The Fed sees the need to raise rates more than the market has priced in
Wall Street stocks advanced on Wednesday after the minutes from the Fed’s May meeting showed officials saw the need to raise rates more than the market has priced in. Most participants said that 50 basis point increases in the target range “would likely be appropriate at the next couple of meetings”. The S&P 500 rose 0.9%, the Dow Jones Industrial Average gained 0.6%, and the Nasdaq rose 1.5%.
Asian equity markets witnesses another mixed session on Thursday as the FOMC minutes contained no hawkish or dovish surprises to rattle investors. The Shanghai Composite Index rose 0.5% and the Nikkei 225 in Tokyo shed 0.27%. The Hang Seng in Hong Kong gave up 0.38% while Sydney’s S&P-ASX 200 sank 0.69%. Kospi finished 0.18% lower after the South Korea’s central bank hiked its base rate by 25bp, as expected.

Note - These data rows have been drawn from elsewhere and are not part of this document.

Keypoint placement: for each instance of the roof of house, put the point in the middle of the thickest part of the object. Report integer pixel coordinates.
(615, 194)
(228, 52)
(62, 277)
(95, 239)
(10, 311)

In Europe, stocks were little changed at the open before turning positive during the session along with US stock index futures as investor sentiment picked up a little. The pan-European Stoxx 600 edged 0.2% higher in early trade, with energy stocks leading the gains. Meanwhile, banks and technology stocks fell marginally.
In currencies, the dollar came off intraday highs to turn slightly negative on the day as risk sentiment has improved somehow. The USD index is treading water around the 102.00 figure after yesterday’s rejection from the 102.45 zone. EURUSD is just above the flat-line, holding below the 1.0700 mark that represents the immediate target for euro bulls at this stage.
Elsewhere, gold prices retain a bearish bias since yesterday after failure to overcome the $1,870 resistance zone. The precious metal keep threatening the 200-DMA while also flirting with the 20-DMA at the moment, struggling for direction in early European trading hours. Should the bullion fail to hold above the 200-SMA, the selling pressure may intensify in the near term.